Sybille paying the toll for passage of the lock © Ricky Yates

Then we had to pass back down through Sluza Guzianka. The photograph shows how the toll is collected 🙂 Upon payment, you receive a receipt which is also handed over in this same manner. I did get the impression that the lock keeper had posed for similar photographs to this, previously 😉

The lock is of a somewhat unusual construction with sloping sides at a 45° angle. There are a series of ropes which hang down the slope which you have to hold onto whilst the lock is in operation. After that, it was plain sailing, all the way back to Marina Miko at Mikolajki.

'Mamry' about to leave the lock © Ricky Yates

‘Mamry’ about to leave the lock © Ricky Yates

7 comments to Masurian Lakes – Mikolajki to Ruciane-Nida and return

  • Sean Mccann

    Hi Ricky,

    I have really enjoyed your trio of posts about your cruising holiday on the Masurian Lakes. I’ve never gone cruising myself but am assured it is a wonderful, restful way to spend a few days. The area you visited reminds me of the upper reaches of the River Shannon in Ireland with many lakes and connecting channels to explore but without the railways and roads you encountered. I hope Sybille and yourself had a great time. Thanks for another informative look at a place I’ve never been. God bless.

    • Ricky

      Hi Sean,

      Glad you enjoyed these three posts. They’ll be more about the rest of our Polish adventure, shortly. I’m sure there are similarities between Masurian Lakes & the upper Shannon, though I think Ireland would be less forested than Masuria.

      Thank you for continuing to be such a faithful commenter here – all my other regulars seem to have left the planet, despite the blog continuing to get 80+ hits a day 🙁

  • Sean Mccann

    Hi Ricky,
    You’re right of course about the forests, although the smaller lakes would have a ring of lakeside scrub or bushes the land use is mainly pasture in that area. I’m sorry to see the absence of your ‘regulars’ and for the fact I got lazy and responded to only one of your posts about your cruise. I always appreciate the obvious effort you put into each of your blog posts, the choice of subject, the insightful and descriptive writing and your and Sybille’s great photographs, which complement each post so well. Thank you.

    • Ricky

      Hi again Sean,

      I mentioned forests because the trees and the colours of Autumn, were such a special feature of the Masurian Lakes. In Britain and Ireland, only 10% of the country is forested. In the Czech Republic, the figure is 35% and my research tells me that the figure for Poland is only a little lower at 30%. It is a contrast I frequently notice when travelling.
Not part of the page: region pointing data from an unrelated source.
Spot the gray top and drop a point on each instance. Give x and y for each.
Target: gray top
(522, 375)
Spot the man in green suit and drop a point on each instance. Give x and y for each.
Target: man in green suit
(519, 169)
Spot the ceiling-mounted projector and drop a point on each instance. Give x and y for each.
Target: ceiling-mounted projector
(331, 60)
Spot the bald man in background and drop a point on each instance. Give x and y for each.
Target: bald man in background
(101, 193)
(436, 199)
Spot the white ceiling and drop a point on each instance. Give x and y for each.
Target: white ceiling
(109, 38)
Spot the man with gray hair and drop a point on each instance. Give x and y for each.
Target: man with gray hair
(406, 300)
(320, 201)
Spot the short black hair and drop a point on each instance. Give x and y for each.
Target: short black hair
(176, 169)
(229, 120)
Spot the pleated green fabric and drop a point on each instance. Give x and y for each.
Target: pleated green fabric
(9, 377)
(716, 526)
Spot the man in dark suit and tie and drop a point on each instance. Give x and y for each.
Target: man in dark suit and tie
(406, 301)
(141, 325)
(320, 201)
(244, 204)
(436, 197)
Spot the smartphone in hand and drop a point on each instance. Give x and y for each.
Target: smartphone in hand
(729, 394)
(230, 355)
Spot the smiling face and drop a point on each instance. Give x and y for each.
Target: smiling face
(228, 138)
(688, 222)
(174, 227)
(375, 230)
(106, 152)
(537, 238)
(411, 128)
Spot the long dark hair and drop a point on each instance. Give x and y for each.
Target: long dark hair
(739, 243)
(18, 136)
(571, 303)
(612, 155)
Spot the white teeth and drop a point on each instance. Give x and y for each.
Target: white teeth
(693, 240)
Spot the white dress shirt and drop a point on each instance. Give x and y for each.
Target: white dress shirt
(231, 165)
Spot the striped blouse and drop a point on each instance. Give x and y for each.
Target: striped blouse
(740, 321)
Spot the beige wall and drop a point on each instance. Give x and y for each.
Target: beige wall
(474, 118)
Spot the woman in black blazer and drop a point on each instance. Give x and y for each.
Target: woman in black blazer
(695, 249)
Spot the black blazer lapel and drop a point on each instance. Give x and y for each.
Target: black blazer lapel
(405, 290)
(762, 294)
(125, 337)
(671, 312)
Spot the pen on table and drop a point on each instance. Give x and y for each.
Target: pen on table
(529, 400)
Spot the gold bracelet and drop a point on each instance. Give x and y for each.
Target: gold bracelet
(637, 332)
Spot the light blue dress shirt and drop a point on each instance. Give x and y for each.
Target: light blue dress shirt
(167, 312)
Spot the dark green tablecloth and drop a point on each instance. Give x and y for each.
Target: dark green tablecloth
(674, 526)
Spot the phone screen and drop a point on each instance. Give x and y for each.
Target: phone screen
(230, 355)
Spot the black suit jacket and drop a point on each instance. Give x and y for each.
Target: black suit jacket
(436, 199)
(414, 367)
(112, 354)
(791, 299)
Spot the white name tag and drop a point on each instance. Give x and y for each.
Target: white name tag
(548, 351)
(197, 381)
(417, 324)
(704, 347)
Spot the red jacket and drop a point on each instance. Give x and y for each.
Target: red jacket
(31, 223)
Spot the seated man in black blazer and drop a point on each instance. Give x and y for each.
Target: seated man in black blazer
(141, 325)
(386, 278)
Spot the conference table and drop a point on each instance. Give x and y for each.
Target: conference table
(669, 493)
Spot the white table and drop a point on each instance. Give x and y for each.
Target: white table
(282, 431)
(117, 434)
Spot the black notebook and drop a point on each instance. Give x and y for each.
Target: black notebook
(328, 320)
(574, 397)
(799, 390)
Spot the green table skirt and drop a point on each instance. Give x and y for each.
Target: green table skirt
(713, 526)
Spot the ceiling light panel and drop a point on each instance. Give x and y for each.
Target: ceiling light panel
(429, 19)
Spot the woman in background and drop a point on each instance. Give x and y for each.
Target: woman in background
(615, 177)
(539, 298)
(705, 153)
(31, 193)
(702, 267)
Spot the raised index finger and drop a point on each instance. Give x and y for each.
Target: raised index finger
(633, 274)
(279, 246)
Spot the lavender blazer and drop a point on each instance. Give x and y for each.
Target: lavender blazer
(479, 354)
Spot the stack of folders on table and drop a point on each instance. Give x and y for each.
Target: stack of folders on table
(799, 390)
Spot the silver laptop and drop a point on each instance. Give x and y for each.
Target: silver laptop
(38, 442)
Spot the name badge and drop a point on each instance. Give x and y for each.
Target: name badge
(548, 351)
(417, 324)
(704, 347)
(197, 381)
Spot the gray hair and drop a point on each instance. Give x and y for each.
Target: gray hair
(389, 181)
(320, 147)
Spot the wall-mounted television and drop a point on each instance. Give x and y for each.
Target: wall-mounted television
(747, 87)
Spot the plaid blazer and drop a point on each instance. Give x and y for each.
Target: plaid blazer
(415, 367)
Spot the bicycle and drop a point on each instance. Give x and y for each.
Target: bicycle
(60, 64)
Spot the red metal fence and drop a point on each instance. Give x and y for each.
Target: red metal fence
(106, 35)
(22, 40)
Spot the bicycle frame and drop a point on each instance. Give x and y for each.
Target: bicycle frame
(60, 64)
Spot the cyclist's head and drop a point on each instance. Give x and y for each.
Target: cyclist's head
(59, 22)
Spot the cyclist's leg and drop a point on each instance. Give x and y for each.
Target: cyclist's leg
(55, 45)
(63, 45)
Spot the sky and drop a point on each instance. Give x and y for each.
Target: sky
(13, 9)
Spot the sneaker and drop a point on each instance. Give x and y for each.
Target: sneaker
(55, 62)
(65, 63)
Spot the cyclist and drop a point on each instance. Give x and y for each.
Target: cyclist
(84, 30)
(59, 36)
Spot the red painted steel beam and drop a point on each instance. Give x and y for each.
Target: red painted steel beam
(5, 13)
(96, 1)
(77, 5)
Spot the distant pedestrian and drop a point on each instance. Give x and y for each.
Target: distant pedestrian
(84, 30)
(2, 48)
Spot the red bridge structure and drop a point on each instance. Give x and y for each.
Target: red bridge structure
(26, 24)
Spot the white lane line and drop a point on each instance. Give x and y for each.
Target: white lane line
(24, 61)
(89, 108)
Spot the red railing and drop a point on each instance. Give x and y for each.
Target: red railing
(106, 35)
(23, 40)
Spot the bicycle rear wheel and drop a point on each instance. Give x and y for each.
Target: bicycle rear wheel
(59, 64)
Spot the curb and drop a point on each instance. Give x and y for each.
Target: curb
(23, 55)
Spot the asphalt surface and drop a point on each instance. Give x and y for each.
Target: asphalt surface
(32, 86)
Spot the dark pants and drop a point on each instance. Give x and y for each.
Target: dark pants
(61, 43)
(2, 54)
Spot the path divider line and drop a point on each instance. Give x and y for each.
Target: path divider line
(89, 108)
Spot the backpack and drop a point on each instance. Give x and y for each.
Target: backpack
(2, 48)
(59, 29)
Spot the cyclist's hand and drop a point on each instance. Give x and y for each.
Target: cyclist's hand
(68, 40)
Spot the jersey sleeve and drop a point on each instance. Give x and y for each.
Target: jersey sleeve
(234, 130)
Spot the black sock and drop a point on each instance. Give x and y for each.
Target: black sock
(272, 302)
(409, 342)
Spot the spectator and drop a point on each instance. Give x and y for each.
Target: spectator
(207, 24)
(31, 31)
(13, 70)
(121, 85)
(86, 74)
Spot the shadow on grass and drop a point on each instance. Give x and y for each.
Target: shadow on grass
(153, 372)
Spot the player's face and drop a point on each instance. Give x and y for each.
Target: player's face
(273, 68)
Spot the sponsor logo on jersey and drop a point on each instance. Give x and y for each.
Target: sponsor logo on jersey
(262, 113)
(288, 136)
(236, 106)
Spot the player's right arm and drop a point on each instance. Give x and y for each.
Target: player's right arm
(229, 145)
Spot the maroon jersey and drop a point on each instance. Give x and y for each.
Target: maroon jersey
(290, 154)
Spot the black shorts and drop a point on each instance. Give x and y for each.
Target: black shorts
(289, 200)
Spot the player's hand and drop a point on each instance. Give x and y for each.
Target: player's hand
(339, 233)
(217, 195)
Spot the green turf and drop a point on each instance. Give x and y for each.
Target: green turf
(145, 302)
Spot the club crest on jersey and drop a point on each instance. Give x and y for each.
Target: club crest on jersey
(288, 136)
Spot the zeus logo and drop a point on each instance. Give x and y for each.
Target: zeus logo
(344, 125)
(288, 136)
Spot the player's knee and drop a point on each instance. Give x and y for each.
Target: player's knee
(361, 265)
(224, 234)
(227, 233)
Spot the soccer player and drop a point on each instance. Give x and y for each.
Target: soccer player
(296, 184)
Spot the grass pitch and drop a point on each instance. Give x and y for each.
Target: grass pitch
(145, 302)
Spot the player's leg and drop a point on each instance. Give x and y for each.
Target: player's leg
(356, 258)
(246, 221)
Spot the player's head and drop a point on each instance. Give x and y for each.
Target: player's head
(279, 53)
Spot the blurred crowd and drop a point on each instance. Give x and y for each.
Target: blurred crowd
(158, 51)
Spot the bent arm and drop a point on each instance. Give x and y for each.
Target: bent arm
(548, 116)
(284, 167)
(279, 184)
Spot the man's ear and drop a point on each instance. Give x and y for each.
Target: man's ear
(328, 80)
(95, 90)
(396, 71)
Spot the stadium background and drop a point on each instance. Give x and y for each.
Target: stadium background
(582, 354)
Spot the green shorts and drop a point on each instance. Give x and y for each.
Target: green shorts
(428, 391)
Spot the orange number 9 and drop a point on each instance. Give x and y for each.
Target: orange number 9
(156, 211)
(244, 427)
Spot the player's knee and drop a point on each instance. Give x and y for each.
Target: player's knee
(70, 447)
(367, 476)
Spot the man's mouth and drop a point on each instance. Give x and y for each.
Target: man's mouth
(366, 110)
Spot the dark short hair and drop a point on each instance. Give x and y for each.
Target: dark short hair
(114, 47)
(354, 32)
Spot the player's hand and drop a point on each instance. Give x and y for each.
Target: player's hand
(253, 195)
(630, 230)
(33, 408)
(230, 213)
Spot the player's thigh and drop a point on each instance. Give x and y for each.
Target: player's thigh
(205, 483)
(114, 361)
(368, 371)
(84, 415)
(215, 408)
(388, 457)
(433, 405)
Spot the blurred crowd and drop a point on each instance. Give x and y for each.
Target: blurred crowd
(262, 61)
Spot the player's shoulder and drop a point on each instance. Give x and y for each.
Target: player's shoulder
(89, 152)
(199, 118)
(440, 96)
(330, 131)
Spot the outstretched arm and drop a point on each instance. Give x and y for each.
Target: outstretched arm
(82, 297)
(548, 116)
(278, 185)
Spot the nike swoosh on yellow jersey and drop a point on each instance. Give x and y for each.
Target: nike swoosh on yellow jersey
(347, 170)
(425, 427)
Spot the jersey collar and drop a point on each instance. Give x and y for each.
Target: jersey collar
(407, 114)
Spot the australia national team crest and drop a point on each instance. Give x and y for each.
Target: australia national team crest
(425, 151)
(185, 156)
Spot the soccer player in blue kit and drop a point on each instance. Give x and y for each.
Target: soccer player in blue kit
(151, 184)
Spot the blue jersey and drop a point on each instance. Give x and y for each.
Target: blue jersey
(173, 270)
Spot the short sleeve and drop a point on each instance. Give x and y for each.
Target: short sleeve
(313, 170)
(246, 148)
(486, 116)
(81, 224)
      There is no need to apologise for only leaving a comment on the final post of the three about our cruise. The three posts go together & I don’t expect a comment on every single one of them! Thank you as always, for your kind words.

  • I hope you’ll forgive me for a composite comment on your three enjoyable lake posts, Ricky. The lovely photos clearly convey the wonderfully calm and restful atmosphere of your journey afloat. I bet you both felt very rested and relaxed by the end of the week. 🙂

    • Ricky

      There is no need to apologize for leaving a composite comment. As I said in reply to Sean who did the same thing – the three posts go together. There was just too much material to put into one post. For the most part, our time was calm & restful, except for when reached Lake Niegocin on our return journey south, and found that the buoys had been removed 🙁 But the Masurian Lakes were a wonderful place to visit & more than lived up to my expectations beforehand.